# New Haburn members in the family



## Hexis (Feb 28, 2017)

My custom order arrived today from Haburn:
Oblique damascus integral 275mm suji with exhibition grade curly koa
Oblique damascus integral 100mm parer with exhibition grade curly koa

They are stunning in person. The koa is crazy. The damascus pattern is beautiful. They are just utterly wonderful.

They are joining a nice little family.













Catchside San Mai Petty
Haburn San Mai Damascus Western Gyoto
Isaiah Schroeder Damascus Yanagiba
Haburn Damascus Sujihiki
Haburn 52100 Honesuki
Haburn Damascus Paring

(upper right to bottom left)

I really do need to setup some real lighting and take decent photos. Some day.


----------



## YG420 (Feb 28, 2017)

Dope collection!


----------



## cheflarge (Feb 28, 2017)

DAMN!


----------



## preizzo (Feb 28, 2017)

Wow &#128525;


----------



## milkbaby (Feb 28, 2017)

DAANNNNGGGGG! Awesome group of knives! :doublethumbsup:


----------



## Marek07 (Feb 28, 2017)

"joining a small family"?!? Perhaps more like a imperial iron dynasty.

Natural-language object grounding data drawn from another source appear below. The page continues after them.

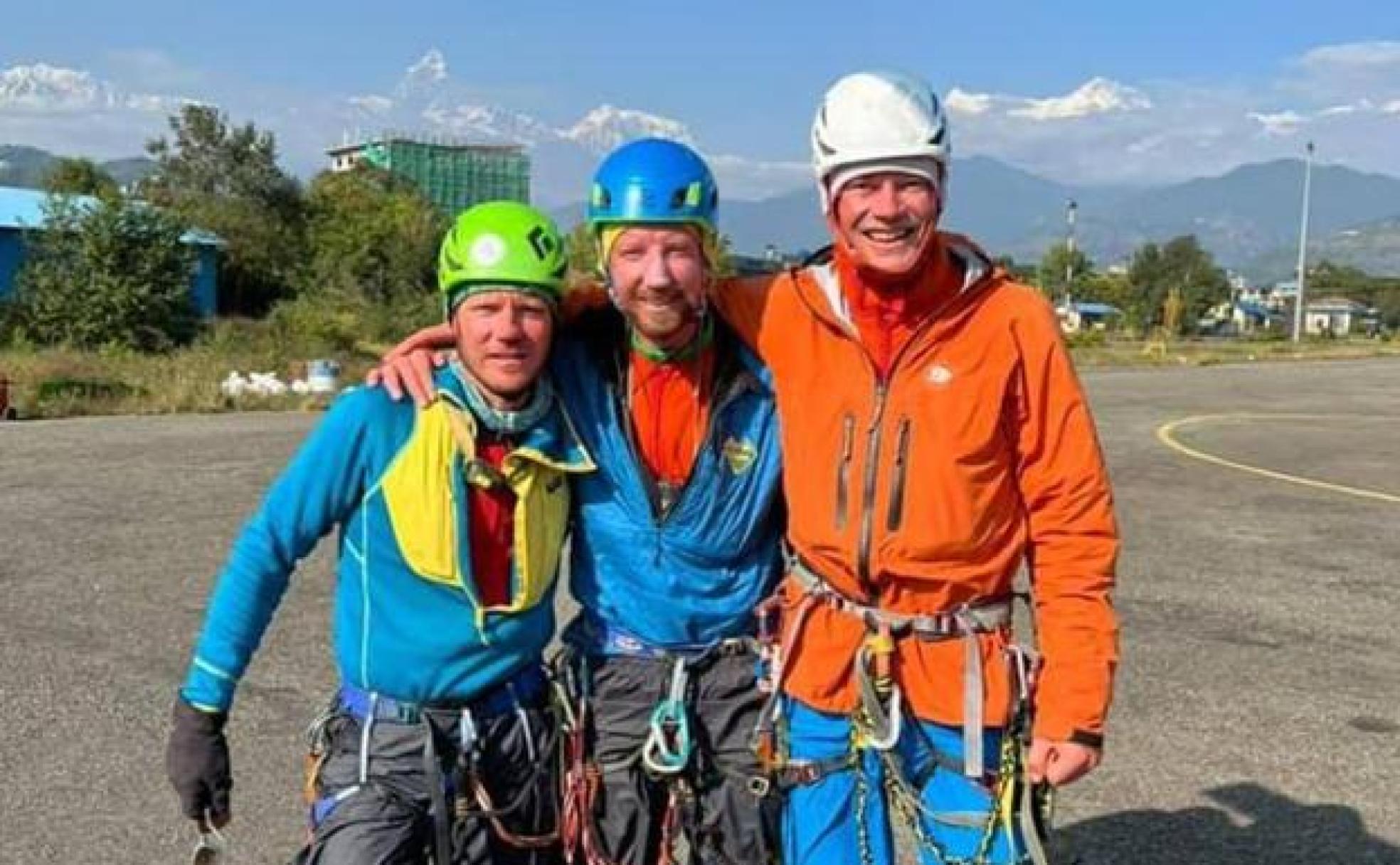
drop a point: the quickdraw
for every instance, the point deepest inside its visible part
(878, 721)
(665, 755)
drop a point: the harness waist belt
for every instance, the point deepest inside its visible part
(519, 689)
(965, 623)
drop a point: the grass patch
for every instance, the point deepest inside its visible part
(62, 383)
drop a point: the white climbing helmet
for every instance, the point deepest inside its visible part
(878, 121)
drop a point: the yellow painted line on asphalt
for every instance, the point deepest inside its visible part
(1167, 434)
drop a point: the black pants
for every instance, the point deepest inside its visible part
(390, 819)
(727, 821)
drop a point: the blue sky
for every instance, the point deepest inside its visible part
(1147, 91)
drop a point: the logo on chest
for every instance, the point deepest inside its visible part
(738, 454)
(938, 376)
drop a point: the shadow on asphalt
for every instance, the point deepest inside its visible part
(1253, 826)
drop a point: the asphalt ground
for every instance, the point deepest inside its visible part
(1258, 714)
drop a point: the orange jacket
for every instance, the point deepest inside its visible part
(931, 487)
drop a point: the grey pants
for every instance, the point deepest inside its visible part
(727, 821)
(388, 819)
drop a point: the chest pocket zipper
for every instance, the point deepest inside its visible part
(843, 471)
(896, 490)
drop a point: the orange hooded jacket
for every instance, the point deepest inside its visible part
(928, 487)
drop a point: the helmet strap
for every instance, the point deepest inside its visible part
(698, 344)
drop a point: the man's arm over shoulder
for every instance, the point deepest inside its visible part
(745, 302)
(1074, 538)
(317, 490)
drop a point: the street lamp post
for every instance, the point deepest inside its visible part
(1071, 209)
(1303, 248)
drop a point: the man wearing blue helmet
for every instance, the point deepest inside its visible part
(678, 539)
(675, 536)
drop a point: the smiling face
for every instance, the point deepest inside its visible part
(886, 220)
(503, 338)
(658, 279)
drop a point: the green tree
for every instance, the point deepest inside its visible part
(226, 179)
(583, 254)
(371, 233)
(80, 176)
(1064, 270)
(1182, 265)
(1116, 290)
(105, 273)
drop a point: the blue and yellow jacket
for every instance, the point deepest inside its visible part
(408, 622)
(691, 575)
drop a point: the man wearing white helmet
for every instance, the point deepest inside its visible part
(937, 440)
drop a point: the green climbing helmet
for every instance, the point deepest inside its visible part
(502, 245)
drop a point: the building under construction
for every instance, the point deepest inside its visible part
(450, 174)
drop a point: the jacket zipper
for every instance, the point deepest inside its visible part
(896, 490)
(843, 471)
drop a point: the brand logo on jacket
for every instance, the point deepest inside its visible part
(740, 454)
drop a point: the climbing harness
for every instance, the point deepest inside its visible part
(462, 784)
(668, 753)
(881, 718)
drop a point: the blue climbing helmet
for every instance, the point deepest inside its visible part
(653, 181)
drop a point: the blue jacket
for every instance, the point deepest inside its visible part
(408, 622)
(694, 575)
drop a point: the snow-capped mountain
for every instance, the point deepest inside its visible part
(487, 124)
(607, 127)
(43, 87)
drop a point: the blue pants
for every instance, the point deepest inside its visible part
(821, 822)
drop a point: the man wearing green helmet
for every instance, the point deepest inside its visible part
(675, 535)
(451, 521)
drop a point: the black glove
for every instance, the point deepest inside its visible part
(196, 762)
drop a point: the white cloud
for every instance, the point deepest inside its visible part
(1354, 55)
(1278, 124)
(1093, 97)
(963, 102)
(371, 104)
(1346, 97)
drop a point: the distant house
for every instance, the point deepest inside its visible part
(1077, 317)
(1337, 317)
(450, 174)
(23, 211)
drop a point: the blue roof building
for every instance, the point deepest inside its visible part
(23, 211)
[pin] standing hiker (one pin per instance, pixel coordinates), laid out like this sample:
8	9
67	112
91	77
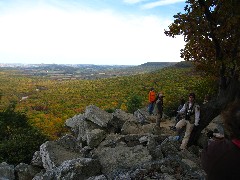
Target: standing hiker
191	112
159	108
151	99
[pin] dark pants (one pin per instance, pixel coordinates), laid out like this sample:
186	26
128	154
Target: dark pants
150	108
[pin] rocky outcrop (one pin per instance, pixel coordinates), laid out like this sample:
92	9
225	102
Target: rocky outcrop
105	145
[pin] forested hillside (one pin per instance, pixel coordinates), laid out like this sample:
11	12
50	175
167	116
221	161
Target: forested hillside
48	103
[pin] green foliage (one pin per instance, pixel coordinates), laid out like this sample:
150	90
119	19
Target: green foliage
135	102
49	107
211	32
18	139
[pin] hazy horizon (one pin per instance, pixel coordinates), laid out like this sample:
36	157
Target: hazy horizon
123	32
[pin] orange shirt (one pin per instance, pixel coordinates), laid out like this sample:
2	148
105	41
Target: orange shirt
151	96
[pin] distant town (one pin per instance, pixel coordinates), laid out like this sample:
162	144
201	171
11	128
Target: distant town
82	71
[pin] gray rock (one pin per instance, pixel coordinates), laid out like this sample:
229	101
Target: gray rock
26	172
6	171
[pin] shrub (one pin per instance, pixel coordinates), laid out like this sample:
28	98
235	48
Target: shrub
134	102
18	139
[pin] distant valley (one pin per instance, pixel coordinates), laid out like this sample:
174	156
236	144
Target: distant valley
83	71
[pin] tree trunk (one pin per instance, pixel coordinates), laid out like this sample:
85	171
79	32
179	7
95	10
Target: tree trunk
213	108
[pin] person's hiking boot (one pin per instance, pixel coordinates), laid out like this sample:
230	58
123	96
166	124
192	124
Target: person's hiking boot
173	128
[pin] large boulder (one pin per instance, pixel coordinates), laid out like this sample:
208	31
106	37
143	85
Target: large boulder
97	115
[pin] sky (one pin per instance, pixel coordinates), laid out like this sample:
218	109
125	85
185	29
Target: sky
101	32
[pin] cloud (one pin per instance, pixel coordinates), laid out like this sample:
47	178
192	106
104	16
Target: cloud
48	35
160	3
133	1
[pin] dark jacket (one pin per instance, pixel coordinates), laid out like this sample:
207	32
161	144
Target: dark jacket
221	160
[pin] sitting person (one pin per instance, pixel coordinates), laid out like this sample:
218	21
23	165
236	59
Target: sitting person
221	158
191	112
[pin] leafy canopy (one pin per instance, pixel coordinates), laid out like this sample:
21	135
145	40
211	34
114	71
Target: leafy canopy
211	32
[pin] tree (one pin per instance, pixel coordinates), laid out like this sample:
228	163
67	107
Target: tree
212	35
18	139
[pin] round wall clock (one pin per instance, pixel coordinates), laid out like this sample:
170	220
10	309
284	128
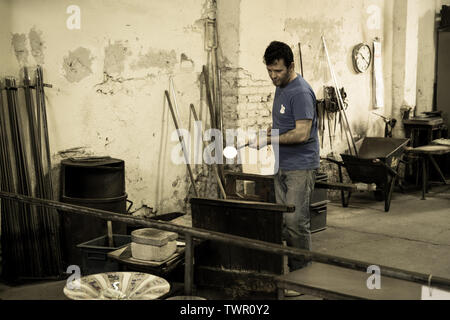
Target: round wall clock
362	56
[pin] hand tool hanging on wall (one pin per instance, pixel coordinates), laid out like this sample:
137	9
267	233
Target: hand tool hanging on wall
341	104
301	58
389	125
181	139
216	171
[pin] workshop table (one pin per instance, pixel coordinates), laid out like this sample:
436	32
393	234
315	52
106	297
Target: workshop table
159	268
427	153
433	128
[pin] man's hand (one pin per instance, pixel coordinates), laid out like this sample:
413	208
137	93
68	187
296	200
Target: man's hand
259	141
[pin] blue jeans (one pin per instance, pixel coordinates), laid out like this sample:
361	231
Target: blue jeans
295	188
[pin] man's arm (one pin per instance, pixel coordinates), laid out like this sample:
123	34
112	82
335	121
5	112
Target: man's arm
300	134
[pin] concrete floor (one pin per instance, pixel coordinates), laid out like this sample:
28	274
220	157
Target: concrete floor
414	236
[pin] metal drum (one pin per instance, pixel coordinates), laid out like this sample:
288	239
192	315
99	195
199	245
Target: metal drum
97	183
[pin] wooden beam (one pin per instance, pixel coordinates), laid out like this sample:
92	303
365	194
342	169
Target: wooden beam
422	278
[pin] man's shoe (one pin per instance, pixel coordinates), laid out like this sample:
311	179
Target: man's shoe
292	293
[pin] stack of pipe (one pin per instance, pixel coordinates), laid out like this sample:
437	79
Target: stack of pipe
30	235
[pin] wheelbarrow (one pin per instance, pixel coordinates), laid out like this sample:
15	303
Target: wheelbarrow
376	164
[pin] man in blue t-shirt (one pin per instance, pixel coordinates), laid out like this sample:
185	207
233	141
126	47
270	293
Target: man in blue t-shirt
294	116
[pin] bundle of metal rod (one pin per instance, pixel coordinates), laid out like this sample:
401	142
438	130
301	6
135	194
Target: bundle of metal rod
181	139
49	220
9	210
212	77
23	241
52	218
216	171
30	235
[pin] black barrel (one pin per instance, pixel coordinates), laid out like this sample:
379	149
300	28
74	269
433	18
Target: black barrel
93	178
97	183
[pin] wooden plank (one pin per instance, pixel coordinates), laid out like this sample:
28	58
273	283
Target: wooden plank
244	204
237	284
331	281
417	277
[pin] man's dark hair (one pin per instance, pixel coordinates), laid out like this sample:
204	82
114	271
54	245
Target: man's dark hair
278	50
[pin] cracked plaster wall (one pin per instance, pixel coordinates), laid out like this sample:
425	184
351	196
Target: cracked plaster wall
108	82
344	24
248	92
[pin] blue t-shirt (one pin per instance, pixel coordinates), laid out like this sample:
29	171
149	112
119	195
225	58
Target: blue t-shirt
296	101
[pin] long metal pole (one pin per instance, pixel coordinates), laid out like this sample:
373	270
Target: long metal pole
219	181
234	240
189	265
340	100
183	146
301	58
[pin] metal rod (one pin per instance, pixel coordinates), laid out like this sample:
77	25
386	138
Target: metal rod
208	97
233	240
216	174
301	59
340	100
180	137
188	265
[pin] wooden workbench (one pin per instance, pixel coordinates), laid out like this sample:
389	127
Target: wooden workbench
427	153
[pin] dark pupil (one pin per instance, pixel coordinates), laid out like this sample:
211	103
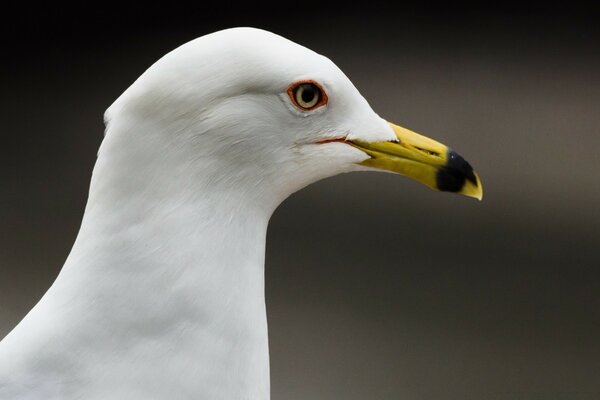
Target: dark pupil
308	93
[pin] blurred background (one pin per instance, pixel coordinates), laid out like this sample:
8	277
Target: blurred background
377	288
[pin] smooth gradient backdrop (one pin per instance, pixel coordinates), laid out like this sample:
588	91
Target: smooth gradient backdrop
377	288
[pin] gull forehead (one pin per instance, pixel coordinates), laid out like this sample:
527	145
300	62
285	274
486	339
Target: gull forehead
239	60
162	295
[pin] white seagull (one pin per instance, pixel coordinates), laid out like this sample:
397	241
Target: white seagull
162	295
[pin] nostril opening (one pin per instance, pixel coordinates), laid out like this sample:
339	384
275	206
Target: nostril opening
429	152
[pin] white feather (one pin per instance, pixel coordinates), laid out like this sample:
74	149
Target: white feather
162	295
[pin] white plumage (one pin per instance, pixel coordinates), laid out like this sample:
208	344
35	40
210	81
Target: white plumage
162	295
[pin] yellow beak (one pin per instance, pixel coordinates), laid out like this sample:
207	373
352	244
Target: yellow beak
424	160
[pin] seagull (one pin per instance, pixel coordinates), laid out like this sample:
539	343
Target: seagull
162	295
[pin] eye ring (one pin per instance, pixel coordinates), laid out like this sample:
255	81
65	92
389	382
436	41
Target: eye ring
307	95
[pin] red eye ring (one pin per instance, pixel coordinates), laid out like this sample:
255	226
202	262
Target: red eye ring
307	95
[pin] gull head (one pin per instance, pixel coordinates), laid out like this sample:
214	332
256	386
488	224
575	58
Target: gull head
247	112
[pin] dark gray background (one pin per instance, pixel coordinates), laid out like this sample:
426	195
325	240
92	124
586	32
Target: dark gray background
377	287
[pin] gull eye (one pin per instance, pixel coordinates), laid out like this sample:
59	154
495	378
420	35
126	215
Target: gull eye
307	95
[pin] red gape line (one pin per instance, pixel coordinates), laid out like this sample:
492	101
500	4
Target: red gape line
340	140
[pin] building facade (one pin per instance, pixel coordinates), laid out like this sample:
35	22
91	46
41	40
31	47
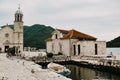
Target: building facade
73	43
12	37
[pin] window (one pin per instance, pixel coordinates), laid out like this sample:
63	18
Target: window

Wow! :eek2:


----------



## Godslayer (Feb 28, 2017)

That damascus petty from Haburn is the second most attractive blade I think he's made. It's an absolute beauty.


----------



## valgard (Mar 1, 2017)

Godslayer said:


> That damascus petty from Haburn is the second most attractive blade I think he's made. It's an absolute beauty.


I agree, that paring knife stands out even amongst that bunch.


----------



## Customfan (Mar 20, 2017)

fantastic, very we'll done and congratulations!


----------